The Cultural Proficiency Continuum provides language to describe unhealthy and healthy values and behaviors of persons and policies and practices of organizations.Ā  Additionally, the continuum can help you assess your current state and project your desired state. Movement along the Continuum represents a paradigmatic shift in thinking from holding the view of tolerating diversity to transformative action for equity.

Image

The 6 points of the Continuum are:

  • Cultural Destructiveness – seeking to eliminate vestiges others’ cultures.
  • Cultural Incapacity – seeking to make the culture of others appear to be wrong.
  • Cultural Blindness – unable or refusing to acknowledge the culture of others.
  • Cultural Precompetence – being aware of what one doesn’t know about working in diverse settings. Initial levels of awareness after which a person/organization can move in positive, constructive direction or they can falter, stop and possibly regress.
  • Cultural Competence – viewing one’s personal and organizational work as an interactive arrangement in which the educator enters into diverse settings in a manner that is additive to cultures that are different from the educator.
  • Cultural Proficiency – making the commitment to life-long learning for the purpose of being increasingly effective in serving the educational needs of cultural groups. Holding the vision of what can be and committing to assessments that serve as benchmarks on the road to student success.

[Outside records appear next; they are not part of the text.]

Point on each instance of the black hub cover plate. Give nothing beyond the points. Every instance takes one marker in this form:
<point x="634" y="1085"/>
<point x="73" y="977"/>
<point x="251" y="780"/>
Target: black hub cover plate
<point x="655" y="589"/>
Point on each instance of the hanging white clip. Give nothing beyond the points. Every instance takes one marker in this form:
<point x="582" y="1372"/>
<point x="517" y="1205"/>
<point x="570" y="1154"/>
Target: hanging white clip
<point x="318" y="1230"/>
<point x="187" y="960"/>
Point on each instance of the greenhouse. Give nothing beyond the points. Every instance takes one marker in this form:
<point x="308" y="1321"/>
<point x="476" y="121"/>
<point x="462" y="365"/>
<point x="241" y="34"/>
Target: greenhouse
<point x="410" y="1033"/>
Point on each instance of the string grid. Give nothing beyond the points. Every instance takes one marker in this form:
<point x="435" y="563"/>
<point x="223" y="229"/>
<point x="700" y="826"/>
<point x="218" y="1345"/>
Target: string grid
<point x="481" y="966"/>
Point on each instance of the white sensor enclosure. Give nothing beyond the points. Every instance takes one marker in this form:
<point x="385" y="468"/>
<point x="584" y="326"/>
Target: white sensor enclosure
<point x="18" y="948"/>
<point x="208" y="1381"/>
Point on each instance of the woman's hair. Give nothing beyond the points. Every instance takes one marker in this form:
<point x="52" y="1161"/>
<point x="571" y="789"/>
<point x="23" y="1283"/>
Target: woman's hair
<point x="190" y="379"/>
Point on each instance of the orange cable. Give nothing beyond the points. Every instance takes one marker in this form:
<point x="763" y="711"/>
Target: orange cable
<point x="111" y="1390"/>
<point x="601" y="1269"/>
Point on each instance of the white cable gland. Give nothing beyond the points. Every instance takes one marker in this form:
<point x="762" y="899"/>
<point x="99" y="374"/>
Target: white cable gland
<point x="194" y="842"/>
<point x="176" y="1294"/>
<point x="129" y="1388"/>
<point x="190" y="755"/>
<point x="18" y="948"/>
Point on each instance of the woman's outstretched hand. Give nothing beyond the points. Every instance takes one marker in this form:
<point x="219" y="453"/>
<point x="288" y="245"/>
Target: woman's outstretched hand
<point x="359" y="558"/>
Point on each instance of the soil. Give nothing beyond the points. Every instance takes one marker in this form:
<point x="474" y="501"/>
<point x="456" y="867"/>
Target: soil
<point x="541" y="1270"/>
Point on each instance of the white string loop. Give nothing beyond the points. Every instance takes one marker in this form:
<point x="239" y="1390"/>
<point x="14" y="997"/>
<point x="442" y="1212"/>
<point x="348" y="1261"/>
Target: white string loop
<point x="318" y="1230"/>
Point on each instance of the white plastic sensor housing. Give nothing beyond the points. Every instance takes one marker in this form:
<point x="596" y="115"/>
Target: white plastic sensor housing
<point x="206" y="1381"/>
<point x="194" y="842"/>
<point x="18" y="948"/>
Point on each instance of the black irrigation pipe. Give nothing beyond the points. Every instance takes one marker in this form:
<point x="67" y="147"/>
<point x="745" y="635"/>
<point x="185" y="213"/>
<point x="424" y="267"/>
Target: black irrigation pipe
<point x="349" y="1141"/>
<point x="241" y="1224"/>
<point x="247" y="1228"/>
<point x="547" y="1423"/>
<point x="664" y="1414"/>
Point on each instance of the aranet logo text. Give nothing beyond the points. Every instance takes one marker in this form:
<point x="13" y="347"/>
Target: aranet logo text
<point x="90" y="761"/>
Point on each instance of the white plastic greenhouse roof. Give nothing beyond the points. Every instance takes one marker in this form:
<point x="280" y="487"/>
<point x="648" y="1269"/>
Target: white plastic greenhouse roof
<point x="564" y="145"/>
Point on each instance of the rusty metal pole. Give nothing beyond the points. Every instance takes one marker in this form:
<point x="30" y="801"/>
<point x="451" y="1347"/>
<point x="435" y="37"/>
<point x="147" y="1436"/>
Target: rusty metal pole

The first three points on the left side of the Continuum focus on them as being problematic (i.e., Cultural Destructiveness, Cultural Incapacity, Cultural Blindness). The three points on the right side of the Continuum focus on our practice (i.e., Cultural Precompetence, Cultural Competence, Cultural Proficiency). The left side on the continuum may find us referring to our students as under performing, while the right side would find us referring to the ways in which we are under-serving our students and their communities (the inside-out approach).

Culturally Proficient practice helps shift conversations from the left side to the right side, not by indicting or blaming others, rather by acknowledging comments and help “breakthrough” the negative thinking in using the five Essential Elements as the foundation for reflection and dialogue.